Marks and Spencer snow globe gins

Source: Portman Group

The alcoholic drinks ‘were being sold as a novelty’, which was ’against the principle of the Portman rules, stated the complainant

The Portman Group has rapped Marks & Spencer for a duo of snow globe gin liqueurs it ruled risked appealing to under-18s.

A complaint made against Marks & Spencer was made to the watchdog by a member of the public, who argued its Spiced Sugar Plum Light Up Snow Globe Gin Liqueur and Clementine Light Up Snow Globe Gin Liqueur – both of which can be lit up with a mechanism – had breached the watchdog’s rules on appealing to children.

After being switched on, the lights only operated for a limited amount of time.
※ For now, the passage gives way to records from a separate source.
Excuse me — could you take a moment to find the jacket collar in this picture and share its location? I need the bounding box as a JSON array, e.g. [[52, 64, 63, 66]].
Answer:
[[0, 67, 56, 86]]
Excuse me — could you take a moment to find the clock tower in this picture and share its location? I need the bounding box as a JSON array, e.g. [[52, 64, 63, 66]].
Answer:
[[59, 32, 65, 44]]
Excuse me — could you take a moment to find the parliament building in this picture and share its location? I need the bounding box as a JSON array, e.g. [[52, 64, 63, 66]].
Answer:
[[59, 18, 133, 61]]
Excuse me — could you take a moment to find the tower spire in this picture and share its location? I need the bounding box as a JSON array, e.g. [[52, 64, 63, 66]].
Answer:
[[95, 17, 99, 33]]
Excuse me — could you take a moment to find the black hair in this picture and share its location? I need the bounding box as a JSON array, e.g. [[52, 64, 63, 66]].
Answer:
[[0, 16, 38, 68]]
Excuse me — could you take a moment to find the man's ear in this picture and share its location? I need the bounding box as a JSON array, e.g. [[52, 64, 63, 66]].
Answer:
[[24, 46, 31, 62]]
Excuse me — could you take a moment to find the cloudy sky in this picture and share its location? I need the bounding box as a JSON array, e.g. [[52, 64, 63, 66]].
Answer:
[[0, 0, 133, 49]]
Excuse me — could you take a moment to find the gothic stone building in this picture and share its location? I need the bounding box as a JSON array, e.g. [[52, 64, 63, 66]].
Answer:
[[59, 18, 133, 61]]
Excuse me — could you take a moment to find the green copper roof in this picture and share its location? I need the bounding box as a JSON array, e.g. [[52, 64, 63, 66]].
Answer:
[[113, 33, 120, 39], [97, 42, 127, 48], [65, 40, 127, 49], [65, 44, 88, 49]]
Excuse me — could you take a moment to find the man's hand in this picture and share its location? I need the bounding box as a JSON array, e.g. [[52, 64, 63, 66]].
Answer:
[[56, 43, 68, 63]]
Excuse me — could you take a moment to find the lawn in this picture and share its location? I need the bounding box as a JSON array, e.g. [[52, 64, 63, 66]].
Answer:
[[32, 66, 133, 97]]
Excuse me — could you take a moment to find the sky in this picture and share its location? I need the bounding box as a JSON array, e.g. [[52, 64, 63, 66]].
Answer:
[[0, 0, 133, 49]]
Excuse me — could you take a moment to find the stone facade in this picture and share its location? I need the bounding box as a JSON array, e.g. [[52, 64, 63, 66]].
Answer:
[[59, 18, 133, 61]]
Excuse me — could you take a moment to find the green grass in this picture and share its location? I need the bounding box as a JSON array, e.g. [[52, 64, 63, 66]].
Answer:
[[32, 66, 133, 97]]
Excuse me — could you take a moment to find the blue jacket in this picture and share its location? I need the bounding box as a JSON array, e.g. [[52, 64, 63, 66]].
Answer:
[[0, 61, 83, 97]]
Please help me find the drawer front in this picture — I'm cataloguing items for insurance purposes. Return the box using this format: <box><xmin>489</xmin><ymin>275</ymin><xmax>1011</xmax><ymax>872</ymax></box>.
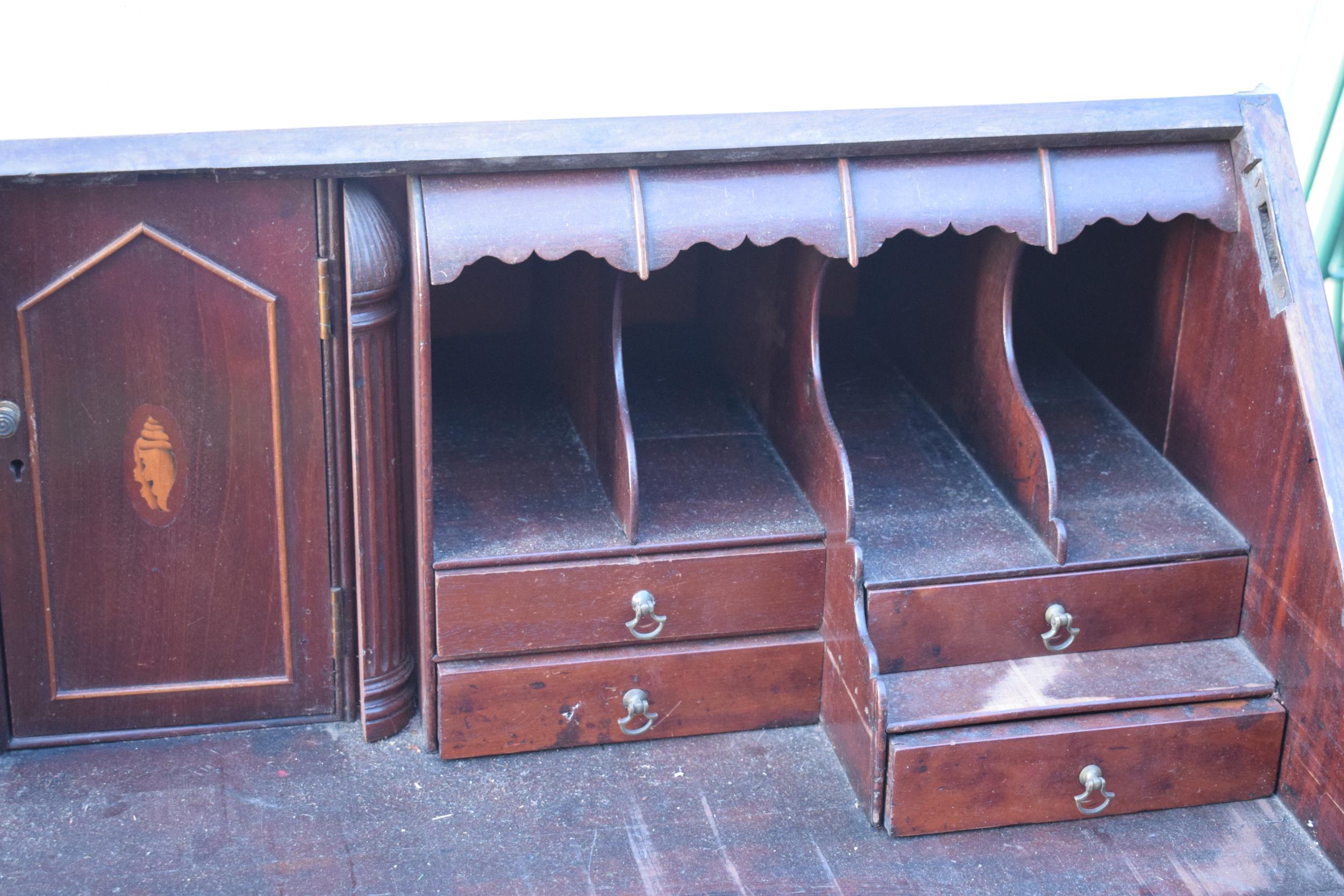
<box><xmin>438</xmin><ymin>632</ymin><xmax>821</xmax><ymax>759</ymax></box>
<box><xmin>434</xmin><ymin>544</ymin><xmax>827</xmax><ymax>660</ymax></box>
<box><xmin>868</xmin><ymin>556</ymin><xmax>1246</xmax><ymax>673</ymax></box>
<box><xmin>886</xmin><ymin>697</ymin><xmax>1284</xmax><ymax>837</ymax></box>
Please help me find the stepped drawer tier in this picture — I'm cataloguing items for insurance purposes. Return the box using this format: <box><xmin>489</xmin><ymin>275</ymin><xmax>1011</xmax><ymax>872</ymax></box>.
<box><xmin>868</xmin><ymin>555</ymin><xmax>1246</xmax><ymax>673</ymax></box>
<box><xmin>886</xmin><ymin>697</ymin><xmax>1285</xmax><ymax>837</ymax></box>
<box><xmin>438</xmin><ymin>632</ymin><xmax>821</xmax><ymax>759</ymax></box>
<box><xmin>435</xmin><ymin>544</ymin><xmax>827</xmax><ymax>658</ymax></box>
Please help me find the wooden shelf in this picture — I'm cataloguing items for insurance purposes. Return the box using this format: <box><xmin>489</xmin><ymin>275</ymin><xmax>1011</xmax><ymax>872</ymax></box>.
<box><xmin>821</xmin><ymin>321</ymin><xmax>1055</xmax><ymax>586</ymax></box>
<box><xmin>434</xmin><ymin>334</ymin><xmax>628</xmax><ymax>565</ymax></box>
<box><xmin>1018</xmin><ymin>328</ymin><xmax>1246</xmax><ymax>567</ymax></box>
<box><xmin>625</xmin><ymin>324</ymin><xmax>823</xmax><ymax>547</ymax></box>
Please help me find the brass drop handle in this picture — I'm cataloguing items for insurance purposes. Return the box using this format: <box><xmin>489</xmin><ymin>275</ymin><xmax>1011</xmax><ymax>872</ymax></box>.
<box><xmin>1074</xmin><ymin>766</ymin><xmax>1116</xmax><ymax>815</ymax></box>
<box><xmin>1040</xmin><ymin>603</ymin><xmax>1078</xmax><ymax>650</ymax></box>
<box><xmin>625</xmin><ymin>591</ymin><xmax>668</xmax><ymax>641</ymax></box>
<box><xmin>0</xmin><ymin>402</ymin><xmax>23</xmax><ymax>439</ymax></box>
<box><xmin>616</xmin><ymin>688</ymin><xmax>659</xmax><ymax>737</ymax></box>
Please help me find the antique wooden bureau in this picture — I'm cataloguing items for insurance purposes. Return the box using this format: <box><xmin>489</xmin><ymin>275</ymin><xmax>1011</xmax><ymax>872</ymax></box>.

As a result, one could “imagine the ‘do it again!’ cry from children, just as happens with a toy or Christmas decoration with a similar mechanism”, the complainant argued.

The alcoholic drinks “were being sold as a novelty” which was “against the principle of the Portman rules”, they argued.

In response, M&S said the drinks’ names, colour, images, flavouring, gold/silver flakes and lighting had been designed to appeal to those over the age of 18.

The light-up feature was designed to “enhance the premium nature of the product” and was not “a novelty, toy, or something that should be used by children”, it said.

The light turned off to preserve the battery life and “was not designed as a means of entertainment or to appeal to children”, argued M&S.

Additionally, the images on the products – depicting snowy trees and toy soldiers – were inspired by The Nutcracker Ballet, which was chosen as a theme as it was “a Christmas ballet with ubiquitous appeal that captured the spirit of Christmas”, it added.

The Portman Group’s Independent Complaints Panel ruled they had “a particular appeal to under-18s” overall, due to the illustrations, interactive light-up feature and silver/gold flakes that created “a strong association with a snow globe”.

The panel also stated the products “did not communicate the alcoholic nature of the product with absolute clarity”, as the product description and alcoholic strength featured on a swing tag around the neck of the bottle, which could be easily removed.

Marks & Spencer said it did not agree with “the panel’s interpretation under the code but, given their view, we will work with the Portman Group to make some changes to our gin globes in future”.

Copper In The Clouds gin ruling

Copper In The Clouds Mango and Black Pepper Gin

Source: Portman Group

Copper In The Clouds Mango & Black Pepper Gin

A third gin product, Copper In The Clouds Mango & Black Pepper Gin, was also brought before the panel after a member of the public argued the “colourful” and “anthropomorphic” characters on pack would “appeal to children under the age of 18”.

This complaint was also upheld by the panel, which considered “the artistic representation of the tiger and parrot with large eyes prominently displayed on the front of the bottle and the gift-wrapped nature of the product meant that that the product had a particular appeal to under-18s”.

Independent Complaints Panel chair Nicola Williams said she encouraged “all producers to think carefully about the overall impression conveyed when designing a product that could inadvertently appeal to under-18s”.

“All three products in question had multiple contributing factors in this regard, including their use of child-friendly images and illustrations,” Williams added.

In light of the rulings, both Marks & Spencer and Copper In The Clouds owner JG Drinks are working with the Portman Group’s Advisory Service.

The Grocer has approached JG Drinks for comment.